Street artist and graphic designer Shepard Fairey ( created one of the most iconic images of Barack Obama in the 2008 election. It contributed greatly to “Brand Obama,” the set of logos, bumper stickers, t-shirts, songs, social media sites, videos and images that came together in support of Obama’s campaign.

Based on an Associated Press photograph that Fairey claims he found while browsing the web, his widely circulating ‘HOPE’ poster was distributed online, has graced the cover of Time Magazine, and is now in the permanent collection of the US National Portrait Gallery. This poster becomes a good point of comparison and contrast with other viral media efforts for Obama. Unlike Phil de Vellis’s ‘Vote Different’ video--which I discussed in a previous IMR post--Fairey’s work here was embraced and celebrated by Obama’s campaign, organizations like, and Obama himself.

In this video from the LA Times, Fairey discusses the ‘HOPE’ poster and its viral impact. When asked by candidate Obama how this particular poster spread so quickly, Fairey quips: “It helps that there is an Internet and you are a popular guy.” Fairey’s semi-serious comment highlights the role of technology and celebrity as key vectors for the poster’s raging success. While I do not want to dismiss the power of the Internet nor Obama’s popularity as factors, what is elided in that response is Fairey’s own complicity in the process: his active myth-making on behalf of Obama and his re-appropriation not just of an AP image, but of powerful propagandistic graphic design codes that metonymically transform Obama’s slightly upturned face and the word ‘hope’ into Brand Obama.
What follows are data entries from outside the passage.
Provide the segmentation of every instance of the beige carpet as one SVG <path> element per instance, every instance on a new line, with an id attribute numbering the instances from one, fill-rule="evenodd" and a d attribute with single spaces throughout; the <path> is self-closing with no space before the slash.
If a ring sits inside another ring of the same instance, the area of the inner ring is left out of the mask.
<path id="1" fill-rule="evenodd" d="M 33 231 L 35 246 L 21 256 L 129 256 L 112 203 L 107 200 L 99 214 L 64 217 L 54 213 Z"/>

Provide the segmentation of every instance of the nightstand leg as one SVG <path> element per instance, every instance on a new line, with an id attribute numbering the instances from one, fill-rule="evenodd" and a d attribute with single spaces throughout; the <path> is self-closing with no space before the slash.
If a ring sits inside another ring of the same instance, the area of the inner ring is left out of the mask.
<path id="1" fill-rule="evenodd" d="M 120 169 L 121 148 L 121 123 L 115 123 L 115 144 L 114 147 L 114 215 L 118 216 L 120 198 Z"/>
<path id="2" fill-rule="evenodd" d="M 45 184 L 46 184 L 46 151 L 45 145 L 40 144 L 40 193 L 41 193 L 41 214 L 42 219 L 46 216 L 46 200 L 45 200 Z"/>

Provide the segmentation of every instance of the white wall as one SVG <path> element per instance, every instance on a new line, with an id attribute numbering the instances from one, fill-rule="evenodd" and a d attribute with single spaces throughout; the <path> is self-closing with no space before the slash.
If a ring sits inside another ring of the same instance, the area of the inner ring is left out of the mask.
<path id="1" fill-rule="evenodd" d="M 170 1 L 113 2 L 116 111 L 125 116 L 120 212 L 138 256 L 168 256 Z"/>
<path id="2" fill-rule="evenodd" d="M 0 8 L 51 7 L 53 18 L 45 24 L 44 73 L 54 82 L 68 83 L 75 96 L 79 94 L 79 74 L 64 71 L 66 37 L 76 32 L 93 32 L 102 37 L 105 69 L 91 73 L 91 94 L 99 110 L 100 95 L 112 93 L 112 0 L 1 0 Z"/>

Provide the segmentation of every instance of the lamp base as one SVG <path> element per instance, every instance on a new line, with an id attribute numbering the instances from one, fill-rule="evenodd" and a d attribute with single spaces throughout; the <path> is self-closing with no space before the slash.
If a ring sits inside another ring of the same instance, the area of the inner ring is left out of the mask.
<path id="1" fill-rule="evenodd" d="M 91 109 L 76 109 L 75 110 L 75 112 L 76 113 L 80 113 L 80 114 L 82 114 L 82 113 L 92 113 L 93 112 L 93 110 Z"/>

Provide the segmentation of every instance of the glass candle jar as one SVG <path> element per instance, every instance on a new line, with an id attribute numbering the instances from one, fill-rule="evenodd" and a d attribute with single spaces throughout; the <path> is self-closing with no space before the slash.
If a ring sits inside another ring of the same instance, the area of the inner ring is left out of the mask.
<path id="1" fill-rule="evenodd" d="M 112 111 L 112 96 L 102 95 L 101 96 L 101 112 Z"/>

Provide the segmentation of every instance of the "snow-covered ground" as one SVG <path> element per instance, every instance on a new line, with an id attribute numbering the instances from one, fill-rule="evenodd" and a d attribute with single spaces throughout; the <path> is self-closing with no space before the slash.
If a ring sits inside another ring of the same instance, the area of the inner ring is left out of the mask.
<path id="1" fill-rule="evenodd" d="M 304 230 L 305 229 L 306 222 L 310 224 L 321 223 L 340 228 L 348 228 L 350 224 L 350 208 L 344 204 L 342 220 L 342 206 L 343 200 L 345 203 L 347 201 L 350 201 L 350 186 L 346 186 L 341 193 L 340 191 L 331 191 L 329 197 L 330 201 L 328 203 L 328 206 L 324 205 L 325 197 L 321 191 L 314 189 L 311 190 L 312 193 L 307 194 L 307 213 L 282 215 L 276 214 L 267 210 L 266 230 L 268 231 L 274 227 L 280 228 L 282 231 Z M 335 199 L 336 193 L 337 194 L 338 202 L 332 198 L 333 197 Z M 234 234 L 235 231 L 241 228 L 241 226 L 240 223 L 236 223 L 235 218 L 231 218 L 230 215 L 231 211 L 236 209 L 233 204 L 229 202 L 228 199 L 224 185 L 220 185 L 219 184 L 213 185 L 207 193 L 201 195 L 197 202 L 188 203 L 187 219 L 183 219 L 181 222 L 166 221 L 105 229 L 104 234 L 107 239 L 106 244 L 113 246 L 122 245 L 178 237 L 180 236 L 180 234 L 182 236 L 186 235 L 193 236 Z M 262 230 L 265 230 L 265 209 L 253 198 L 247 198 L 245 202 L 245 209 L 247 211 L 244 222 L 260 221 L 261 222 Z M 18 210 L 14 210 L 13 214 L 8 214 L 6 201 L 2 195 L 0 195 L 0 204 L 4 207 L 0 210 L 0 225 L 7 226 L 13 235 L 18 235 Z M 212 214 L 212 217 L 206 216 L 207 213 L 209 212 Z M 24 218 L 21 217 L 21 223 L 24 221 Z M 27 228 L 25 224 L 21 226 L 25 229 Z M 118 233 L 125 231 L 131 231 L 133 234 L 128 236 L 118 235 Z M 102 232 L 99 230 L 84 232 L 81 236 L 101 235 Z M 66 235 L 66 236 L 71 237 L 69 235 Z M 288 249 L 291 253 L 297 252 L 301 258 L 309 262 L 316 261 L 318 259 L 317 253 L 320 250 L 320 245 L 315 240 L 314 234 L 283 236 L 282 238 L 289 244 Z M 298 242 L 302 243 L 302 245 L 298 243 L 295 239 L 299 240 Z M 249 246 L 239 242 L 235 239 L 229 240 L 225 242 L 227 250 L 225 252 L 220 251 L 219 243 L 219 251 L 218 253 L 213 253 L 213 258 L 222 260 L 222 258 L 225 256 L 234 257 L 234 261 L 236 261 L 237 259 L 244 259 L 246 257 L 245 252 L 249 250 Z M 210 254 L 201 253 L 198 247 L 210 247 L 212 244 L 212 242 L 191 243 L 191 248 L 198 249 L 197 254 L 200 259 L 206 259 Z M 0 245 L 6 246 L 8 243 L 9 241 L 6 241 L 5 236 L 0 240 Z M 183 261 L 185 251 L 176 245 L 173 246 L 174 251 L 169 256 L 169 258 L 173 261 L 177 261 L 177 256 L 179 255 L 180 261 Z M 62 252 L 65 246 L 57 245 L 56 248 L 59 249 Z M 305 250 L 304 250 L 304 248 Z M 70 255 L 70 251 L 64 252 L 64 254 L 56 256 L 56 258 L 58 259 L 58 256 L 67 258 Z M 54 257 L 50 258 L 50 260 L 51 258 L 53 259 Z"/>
But I still wonder what role transgression plays with the ‘HOPE’ poster? Like many appropriated media objects or remixes, transgression can be narrowly conceived as legal infringement: the AP threatened to sue Fairey for using their photo without permission—in ways that remind me of DJ Danger Mouse being sued by EMI over the Grey Album. But in a wonderful reversal, Fairey sued first, claiming fair use provisions, in an effort to vindicate his artistic practice. Yet are there other, more radical transgressive elements left out of this story? An interesting side-note in the video is that Fairey seems very concerned about being perceived as a propaganda artist working for Obama, and he states in the video that he will still critique Obama when necessary. A street artist like Shepard Fairey has a reputation for transgressive acts, and his anti-Bush poster art activism is reminiscent of a practice like Robbie Conal’s. Is it simply coincidental that Fairey gets arrested on the streets of Boston for graffiti tagging while a museum retrospective is celebrating his work as ‘high art’ at the ICA and while the “HOPE” poster is being displayed in the National Portrait Gallery?